0

I have a GKE cluster running on 1.11.2-gke.15 and my pods are unable to talk to each other.

It seems DNS resolution is working from inside the containers

# nslookup myapp.testns.svc.cluster.local
Server:     10.7.5.10
Address:    10.7.5.10#53

Non-authoritative answer:
Name:   myapp.testns.svc.cluster.local
Address: 10.7.13.156

However when I try actually hitting the service is does not seem to work

# telnet myapp.testns.svc.cluster.local 8080
Trying 10.7.13.156...

It seems this might have started after I upgraded the cluster from 1.10 to 1.11.2

I have attempted to restart the nodes and all the pods but no go.

Am I missing something obvious?

UPDATE 1:

I figured out that one of the nodes in the cluster, which was created by the node autoscaler, was not reachable. All pods in it could not be reached by pods in other nodes.
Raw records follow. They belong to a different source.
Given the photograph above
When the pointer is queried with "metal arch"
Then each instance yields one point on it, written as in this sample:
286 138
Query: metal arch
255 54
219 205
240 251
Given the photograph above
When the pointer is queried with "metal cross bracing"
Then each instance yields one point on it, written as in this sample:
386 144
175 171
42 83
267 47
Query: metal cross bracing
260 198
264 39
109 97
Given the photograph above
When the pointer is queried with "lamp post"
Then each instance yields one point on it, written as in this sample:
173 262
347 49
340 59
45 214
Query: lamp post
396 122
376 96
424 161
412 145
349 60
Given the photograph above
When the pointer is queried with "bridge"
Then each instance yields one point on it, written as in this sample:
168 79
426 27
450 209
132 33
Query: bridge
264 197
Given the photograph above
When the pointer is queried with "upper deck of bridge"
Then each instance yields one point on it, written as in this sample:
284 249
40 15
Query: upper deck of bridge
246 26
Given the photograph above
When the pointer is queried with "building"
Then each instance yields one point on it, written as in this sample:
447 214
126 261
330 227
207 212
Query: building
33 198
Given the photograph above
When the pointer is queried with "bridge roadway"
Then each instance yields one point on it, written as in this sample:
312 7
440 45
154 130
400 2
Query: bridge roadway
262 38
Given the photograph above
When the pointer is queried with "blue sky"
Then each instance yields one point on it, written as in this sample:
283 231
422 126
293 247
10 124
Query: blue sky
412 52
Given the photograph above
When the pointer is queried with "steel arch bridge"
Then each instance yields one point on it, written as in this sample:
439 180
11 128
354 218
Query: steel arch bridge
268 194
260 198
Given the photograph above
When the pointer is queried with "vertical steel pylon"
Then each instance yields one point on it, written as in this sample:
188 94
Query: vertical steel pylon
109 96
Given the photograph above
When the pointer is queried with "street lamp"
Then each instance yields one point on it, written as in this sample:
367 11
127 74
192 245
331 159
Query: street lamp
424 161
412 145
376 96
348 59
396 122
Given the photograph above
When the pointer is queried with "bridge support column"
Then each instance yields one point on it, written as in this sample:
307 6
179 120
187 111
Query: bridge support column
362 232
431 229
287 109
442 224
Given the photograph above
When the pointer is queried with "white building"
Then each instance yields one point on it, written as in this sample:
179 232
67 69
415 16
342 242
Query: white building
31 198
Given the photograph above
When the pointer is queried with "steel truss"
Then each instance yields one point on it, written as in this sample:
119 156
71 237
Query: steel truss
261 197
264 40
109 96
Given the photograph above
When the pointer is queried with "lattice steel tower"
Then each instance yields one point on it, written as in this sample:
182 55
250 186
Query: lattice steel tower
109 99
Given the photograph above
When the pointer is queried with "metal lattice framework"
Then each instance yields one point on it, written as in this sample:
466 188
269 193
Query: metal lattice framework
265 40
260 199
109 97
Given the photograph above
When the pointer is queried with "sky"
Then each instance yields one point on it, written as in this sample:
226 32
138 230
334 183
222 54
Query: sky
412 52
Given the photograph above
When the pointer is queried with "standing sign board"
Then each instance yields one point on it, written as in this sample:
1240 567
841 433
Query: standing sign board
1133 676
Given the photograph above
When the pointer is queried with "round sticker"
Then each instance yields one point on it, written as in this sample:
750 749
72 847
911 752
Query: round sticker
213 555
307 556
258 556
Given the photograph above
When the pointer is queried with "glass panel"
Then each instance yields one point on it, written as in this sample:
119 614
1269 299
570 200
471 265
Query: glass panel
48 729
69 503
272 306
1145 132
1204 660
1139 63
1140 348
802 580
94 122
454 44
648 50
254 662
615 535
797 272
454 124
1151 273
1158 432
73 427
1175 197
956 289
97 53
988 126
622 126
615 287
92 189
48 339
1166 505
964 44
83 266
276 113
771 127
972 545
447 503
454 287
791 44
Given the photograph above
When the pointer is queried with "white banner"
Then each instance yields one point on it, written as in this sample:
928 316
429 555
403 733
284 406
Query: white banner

The solution was to scale the cluster down by hand and letting the autoscaler scale it up again and the new node was now reachable. I am uncertain why this happened or how to prevent it in the future so suggestions are welcome

ByteFlinger
  • 193
  • 1
  • 7

1 Answers1

0

Looks like it might be an issue with version 1.11.2-gke.15, it was reported as a private issue. A new revision of 1.11.2 is rolling out (gke.18) which addresses this problem.

Patrick W
  • 582
  • 2
  • 8